Si sa che i settori legati alla crescita sono ovviamente i più sensibili alla prospettiva di un miglioramento congiunturale, ma per quanto riguarda i tecnologici vi è qualcosa di più ed è, guarda caso, di natura finanziaria: «le società del comparto dispongono infatti di una notevole dose di liquidità, un fattore che di questi tempi ha la sua rilevanza. Tanto per fare un esempio, l’acquisizione di Sun Microsystems da parte di Oracle è stata possibile grazie alle notevoli riserve della società acquirente. Il settore è, tra i dieci principali, il migliore in termini di attivi netti», ricorda il titolare di Vivanti Analysis.
Se è vero che il peggio della recessione è dietro le spalle, i mercati reagiscono dunque di conseguenza. È vero che i risultati pubblicati dalla maggior parte delle società quotate all’S&P500, i cui profitti sono scesi in media del 37% su base annua, sono stati migliori delle previsioni, ed è anche vero che tali previsioni erano particolarmente catastrofiche un paio di mesi fa, «ma il mercato azionario, che per sua natura esagera sempre in una direzione o nell’altra, è stato oggetto di una corsa agli acquisti tanto più sorprendente quanto più era stato deprimente lo scenario dei mesi precedenti. Si tratta di capire se il mercato azionario, con questo rialzo, abbia già scontato interamente la ventilata ripresa congiunturale o se dovrà fare i conti con la realtà se questa dovesse rivelarsi meno rosea delle aspettative», nota Vivanti.
Un aspetto preoccupante è stato sollevato dal premio Nobel per l’economia Paul Krugman, secondo il quale il mercato sta anticipando una ripresa congiunturale repentina, come quelle che seguono le normali recessioni cicliche. Questa crisi però difficilmente sarà seguita da un’impennata della crescita, come del resto prevede la stessa Federal Reserve.

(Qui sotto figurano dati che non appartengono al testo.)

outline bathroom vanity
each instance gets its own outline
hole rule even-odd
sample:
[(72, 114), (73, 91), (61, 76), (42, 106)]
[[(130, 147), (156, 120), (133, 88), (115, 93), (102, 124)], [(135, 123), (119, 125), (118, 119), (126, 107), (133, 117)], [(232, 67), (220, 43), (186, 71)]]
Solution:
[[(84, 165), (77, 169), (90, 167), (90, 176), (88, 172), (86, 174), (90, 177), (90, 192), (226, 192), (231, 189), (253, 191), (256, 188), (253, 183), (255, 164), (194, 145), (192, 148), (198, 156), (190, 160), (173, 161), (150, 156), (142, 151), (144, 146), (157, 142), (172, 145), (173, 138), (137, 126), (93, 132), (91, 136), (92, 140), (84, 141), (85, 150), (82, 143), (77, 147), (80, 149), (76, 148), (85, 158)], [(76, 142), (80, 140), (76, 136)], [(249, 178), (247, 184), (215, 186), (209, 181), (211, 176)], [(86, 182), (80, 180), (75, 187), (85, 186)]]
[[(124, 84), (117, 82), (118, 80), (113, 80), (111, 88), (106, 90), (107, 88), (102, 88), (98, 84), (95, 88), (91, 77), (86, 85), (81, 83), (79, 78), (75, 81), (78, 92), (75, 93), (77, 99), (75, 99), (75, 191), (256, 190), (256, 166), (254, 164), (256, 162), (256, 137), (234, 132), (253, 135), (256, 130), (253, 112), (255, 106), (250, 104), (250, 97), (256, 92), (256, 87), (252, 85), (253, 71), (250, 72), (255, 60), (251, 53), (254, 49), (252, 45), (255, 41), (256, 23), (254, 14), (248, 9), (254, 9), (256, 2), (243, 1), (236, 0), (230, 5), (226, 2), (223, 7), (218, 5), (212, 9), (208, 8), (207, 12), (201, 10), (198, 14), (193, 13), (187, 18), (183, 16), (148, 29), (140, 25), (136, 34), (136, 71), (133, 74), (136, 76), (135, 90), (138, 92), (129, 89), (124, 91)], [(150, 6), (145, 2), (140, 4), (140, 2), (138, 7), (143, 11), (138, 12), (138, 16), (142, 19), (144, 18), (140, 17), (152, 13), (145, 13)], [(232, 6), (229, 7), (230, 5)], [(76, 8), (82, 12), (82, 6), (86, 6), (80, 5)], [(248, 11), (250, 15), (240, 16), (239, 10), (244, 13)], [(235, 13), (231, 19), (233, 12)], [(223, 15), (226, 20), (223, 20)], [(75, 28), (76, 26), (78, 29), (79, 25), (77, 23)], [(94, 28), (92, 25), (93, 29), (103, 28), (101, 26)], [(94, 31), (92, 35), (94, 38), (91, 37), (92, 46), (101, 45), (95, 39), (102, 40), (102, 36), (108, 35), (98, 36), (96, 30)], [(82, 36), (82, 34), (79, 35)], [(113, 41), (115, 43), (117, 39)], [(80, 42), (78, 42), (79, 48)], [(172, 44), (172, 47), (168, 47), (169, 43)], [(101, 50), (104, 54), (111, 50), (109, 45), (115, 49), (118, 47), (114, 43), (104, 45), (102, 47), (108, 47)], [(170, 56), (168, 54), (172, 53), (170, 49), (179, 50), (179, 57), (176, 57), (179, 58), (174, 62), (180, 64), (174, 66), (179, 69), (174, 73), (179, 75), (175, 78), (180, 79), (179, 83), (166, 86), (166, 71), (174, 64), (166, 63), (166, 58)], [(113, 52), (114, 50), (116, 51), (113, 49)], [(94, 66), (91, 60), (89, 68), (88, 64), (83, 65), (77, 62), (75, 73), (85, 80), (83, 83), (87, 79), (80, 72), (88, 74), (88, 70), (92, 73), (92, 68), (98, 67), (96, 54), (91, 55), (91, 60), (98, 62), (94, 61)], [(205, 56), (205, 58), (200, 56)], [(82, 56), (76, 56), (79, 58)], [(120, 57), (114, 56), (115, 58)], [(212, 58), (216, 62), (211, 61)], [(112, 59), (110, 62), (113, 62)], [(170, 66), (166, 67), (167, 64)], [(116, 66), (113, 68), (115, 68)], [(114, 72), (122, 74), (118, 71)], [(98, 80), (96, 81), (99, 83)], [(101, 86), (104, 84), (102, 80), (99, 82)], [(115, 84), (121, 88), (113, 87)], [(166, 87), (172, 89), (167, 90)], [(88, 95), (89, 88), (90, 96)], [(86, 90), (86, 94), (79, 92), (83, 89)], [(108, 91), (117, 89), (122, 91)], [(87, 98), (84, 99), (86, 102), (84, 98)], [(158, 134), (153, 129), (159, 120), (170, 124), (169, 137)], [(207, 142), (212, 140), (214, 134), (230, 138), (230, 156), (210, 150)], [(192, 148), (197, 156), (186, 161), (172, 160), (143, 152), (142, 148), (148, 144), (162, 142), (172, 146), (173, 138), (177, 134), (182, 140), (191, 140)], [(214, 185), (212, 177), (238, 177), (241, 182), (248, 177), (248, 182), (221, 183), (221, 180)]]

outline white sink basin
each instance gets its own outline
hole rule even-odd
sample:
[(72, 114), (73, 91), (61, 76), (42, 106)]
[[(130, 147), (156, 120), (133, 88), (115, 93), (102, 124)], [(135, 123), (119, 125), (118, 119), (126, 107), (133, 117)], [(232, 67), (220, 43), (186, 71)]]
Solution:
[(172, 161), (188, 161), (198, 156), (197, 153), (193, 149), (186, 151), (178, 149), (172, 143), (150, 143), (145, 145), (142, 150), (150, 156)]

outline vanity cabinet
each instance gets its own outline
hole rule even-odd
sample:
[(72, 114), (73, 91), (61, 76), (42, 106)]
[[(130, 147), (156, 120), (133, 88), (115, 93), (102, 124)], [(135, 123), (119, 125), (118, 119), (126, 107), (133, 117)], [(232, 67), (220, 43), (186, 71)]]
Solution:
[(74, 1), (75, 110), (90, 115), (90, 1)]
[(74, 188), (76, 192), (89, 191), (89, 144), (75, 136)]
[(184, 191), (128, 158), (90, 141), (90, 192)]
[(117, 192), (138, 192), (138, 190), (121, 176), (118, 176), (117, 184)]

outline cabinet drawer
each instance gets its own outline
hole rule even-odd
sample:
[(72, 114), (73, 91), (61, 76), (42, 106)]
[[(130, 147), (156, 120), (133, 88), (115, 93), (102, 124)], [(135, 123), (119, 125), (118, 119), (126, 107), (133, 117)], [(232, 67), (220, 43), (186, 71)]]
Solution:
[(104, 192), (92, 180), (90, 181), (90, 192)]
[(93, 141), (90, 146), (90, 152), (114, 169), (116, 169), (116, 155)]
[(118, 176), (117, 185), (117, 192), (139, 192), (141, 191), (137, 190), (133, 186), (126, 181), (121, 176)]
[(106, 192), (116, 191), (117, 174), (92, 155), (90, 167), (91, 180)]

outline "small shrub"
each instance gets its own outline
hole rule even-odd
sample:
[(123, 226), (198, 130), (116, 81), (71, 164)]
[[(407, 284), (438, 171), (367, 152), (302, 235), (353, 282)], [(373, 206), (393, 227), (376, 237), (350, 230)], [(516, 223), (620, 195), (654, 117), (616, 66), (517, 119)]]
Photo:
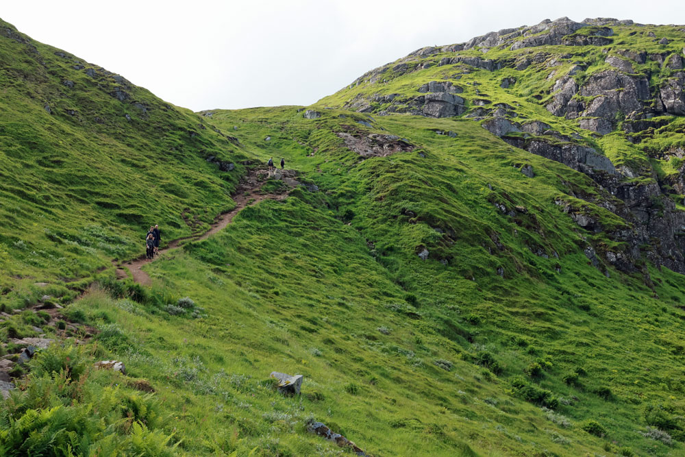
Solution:
[(590, 420), (583, 424), (583, 430), (591, 435), (603, 438), (606, 436), (606, 429), (597, 421)]
[(475, 355), (475, 362), (479, 365), (490, 369), (496, 375), (501, 374), (502, 367), (493, 354), (486, 351), (481, 351)]
[(555, 409), (559, 406), (558, 399), (553, 396), (551, 391), (531, 385), (523, 376), (514, 377), (510, 383), (514, 393), (526, 402), (550, 409)]
[(195, 307), (195, 302), (192, 301), (189, 297), (184, 297), (183, 298), (178, 299), (178, 301), (176, 303), (177, 305), (181, 308), (185, 308), (186, 309), (190, 309), (191, 308)]

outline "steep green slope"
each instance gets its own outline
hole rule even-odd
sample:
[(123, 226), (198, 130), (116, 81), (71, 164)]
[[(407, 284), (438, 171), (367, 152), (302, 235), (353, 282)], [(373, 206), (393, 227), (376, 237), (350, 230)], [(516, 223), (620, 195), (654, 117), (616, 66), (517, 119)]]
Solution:
[(3, 309), (42, 295), (34, 282), (87, 278), (141, 252), (151, 224), (171, 240), (201, 228), (182, 214), (206, 227), (231, 208), (242, 168), (216, 162), (245, 157), (234, 140), (6, 23), (0, 32)]
[[(580, 36), (574, 33), (570, 39)], [(595, 46), (583, 47), (592, 53)], [(663, 189), (664, 176), (682, 175), (673, 158), (643, 157), (635, 147), (619, 163), (628, 147), (625, 135), (595, 136), (575, 119), (552, 116), (536, 99), (497, 89), (493, 82), (501, 74), (464, 69), (455, 82), (493, 83), (488, 90), (510, 97), (510, 108), (502, 109), (516, 118), (476, 112), (477, 106), (468, 103), (469, 111), (440, 119), (423, 112), (372, 118), (323, 109), (345, 92), (308, 110), (214, 110), (199, 117), (183, 112), (188, 123), (211, 122), (235, 136), (240, 149), (235, 140), (227, 143), (227, 153), (262, 162), (284, 158), (302, 185), (284, 201), (246, 208), (217, 235), (151, 264), (150, 289), (114, 280), (111, 269), (98, 275), (98, 284), (64, 310), (98, 332), (82, 353), (53, 347), (30, 362), (26, 392), (13, 393), (0, 408), (5, 454), (55, 454), (67, 446), (76, 455), (349, 452), (307, 432), (312, 420), (377, 456), (682, 454), (682, 276), (658, 267), (665, 262), (654, 246), (632, 251), (632, 243), (644, 240), (634, 211), (645, 207), (631, 206), (611, 190), (657, 183)], [(434, 80), (421, 73), (401, 77), (415, 91)], [(530, 82), (516, 73), (515, 86), (536, 87), (538, 76), (530, 73)], [(377, 87), (362, 86), (362, 97)], [(103, 103), (119, 103), (101, 97)], [(490, 105), (501, 101), (493, 98)], [(473, 112), (475, 119), (469, 117)], [(553, 128), (530, 134), (524, 117)], [(519, 132), (497, 138), (490, 131), (501, 129), (483, 127), (495, 119), (518, 124)], [(668, 121), (643, 143), (660, 151), (658, 144), (677, 149), (680, 119)], [(138, 128), (142, 137), (151, 134)], [(205, 158), (216, 155), (226, 137), (198, 132), (211, 135), (211, 143), (197, 151), (184, 147), (177, 173), (200, 170), (203, 179), (223, 186), (219, 180), (226, 175)], [(38, 141), (46, 134), (34, 134)], [(550, 139), (557, 135), (562, 138)], [(630, 163), (640, 173), (619, 176), (584, 162), (573, 169), (516, 147), (530, 149), (532, 137), (547, 137), (564, 151), (591, 147), (595, 152), (586, 157), (609, 156), (617, 169)], [(153, 138), (150, 147), (166, 151), (157, 144), (166, 137)], [(6, 141), (20, 139), (15, 134)], [(93, 157), (78, 147), (69, 151)], [(128, 167), (108, 163), (112, 192), (132, 185), (122, 177)], [(592, 163), (608, 169), (599, 158)], [(15, 179), (36, 179), (31, 169), (18, 169)], [(142, 172), (137, 176), (142, 184), (154, 182)], [(219, 195), (185, 180), (170, 193), (182, 206), (211, 203), (210, 220), (229, 204), (225, 193), (232, 177)], [(601, 184), (604, 180), (610, 186)], [(265, 188), (284, 186), (271, 180)], [(55, 191), (75, 187), (64, 184)], [(668, 197), (647, 198), (651, 206), (645, 212), (656, 217)], [(677, 217), (671, 203), (661, 202), (661, 210)], [(134, 237), (135, 224), (117, 219), (116, 208), (96, 206), (86, 208), (84, 221), (106, 217)], [(168, 221), (178, 217), (170, 210), (160, 210), (160, 217), (162, 212)], [(27, 211), (15, 217), (25, 225), (32, 219)], [(188, 230), (182, 225), (173, 235), (182, 229)], [(51, 240), (8, 232), (25, 243)], [(52, 242), (45, 245), (57, 253), (73, 246)], [(134, 251), (103, 251), (98, 264)], [(612, 262), (610, 253), (627, 253), (630, 260)], [(14, 245), (5, 254), (23, 274), (42, 271), (29, 270), (24, 255)], [(673, 262), (675, 267), (675, 254)], [(54, 275), (49, 279), (51, 287), (62, 287)], [(3, 280), (16, 282), (8, 275)], [(188, 306), (179, 301), (186, 296), (195, 305), (179, 308)], [(25, 312), (0, 323), (5, 341), (12, 332), (29, 336), (34, 316)], [(123, 361), (127, 375), (86, 368), (105, 358)], [(304, 375), (301, 397), (276, 392), (268, 380), (272, 371)], [(151, 396), (136, 391), (149, 386), (156, 391)]]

Se così fosse il mercato azionario sarebbe andato troppo oltre.
«Analizzando la situazione dal punto di vista tecnico risulta che questo rialzo, per quanto robusto, è ancora confinato al ruolo di onda correttiva all’interno di un bear market. Il fatto è che i precedenti crolli erano stati profondi e altrettanto violenta è la reazione. Un periodo di pausa durante l’estate, necessario a smaltire l’ubriacatura di primavera, è il minimo che ci si possa aspettare», conclude Vivanti, che è stato convenor del primo congresso mondiale degli analisti tecnici tenuto in Svizzera.